Access Controllers are Key to WLAN Deployment

By Jim Geier

http://www.wi-fiplanet.com/tutorials/article.php/1380911/Access-Controllers-are-Key-to-WLAN-Deployment.htm (Back to article)

In the absence of adequate 802.11 security, quality of service, and roaming mechanisms, companies such as ReefEdge, Bluesocket, and Nomadix offer access control solutions to strengthen wireless LAN systems. The key component to these solutions is an access controller: hardware that resides on the wired portion of the network between the 802.11 access points and the protected side of the network. Access controllers provide centralized intelligence behind the access points to regulate traffic between the relatively open wireless LAN and important network resources.

Access controllers apply to a wide range of wireless LAN applications. In a public wireless LAN, an access controller regulates access to the Internet by authenticating and authorizing users based on a subscription plan. A corporation can implement an access controller to avoid a hacker sitting in the company's parking lot from getting entry to sensitive data and applications.

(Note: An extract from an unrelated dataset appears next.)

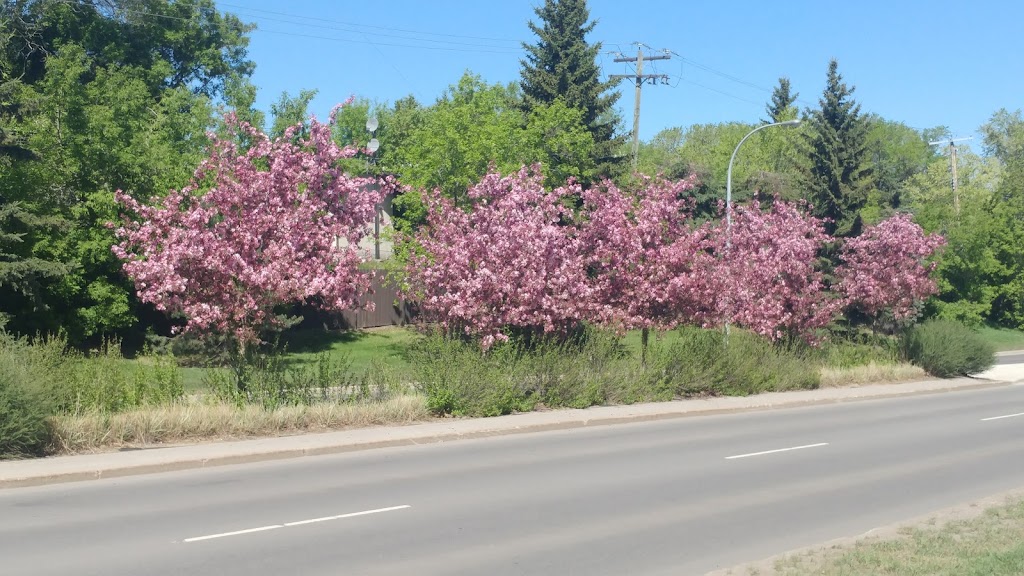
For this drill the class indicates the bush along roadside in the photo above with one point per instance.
(946, 348)
(460, 379)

Benefits worth considering

The use of an access controller reduces the need for "smart" access points, which are relatively expensive and include many non-802.11 features. Generally, vendors refer to these smarter access points as being "enterprise-grade" components. Proponents of access controllers, however, argue that 802.11 access points should focus on RF excellence and low cost and centralize access control functions in an access controller that can serve all access points. These "thin" 802.11 access points primarily implement the 802.11 standard and not much more.

When using an access controller with "thin" access points, you can realize the following benefits:

Important features

Access controllers generally provide port-based access control. When a user attempts to utilize a network-based application, such as a Web site via a Web browser, the access controller blocks access and redirects the user's browser to a login-in page. The user can then enter their user name and password, and the access controller will authenticate the user via an authentication server. The network application could, as an alternative, use digital certificates for authentication purposes. The authentication server provides authentication and authorization information that the access controller uses as a basis to regulate the user's access to the protected network. The user will have authorization to use specific port addresses, such as "port 80" for Internet browsing.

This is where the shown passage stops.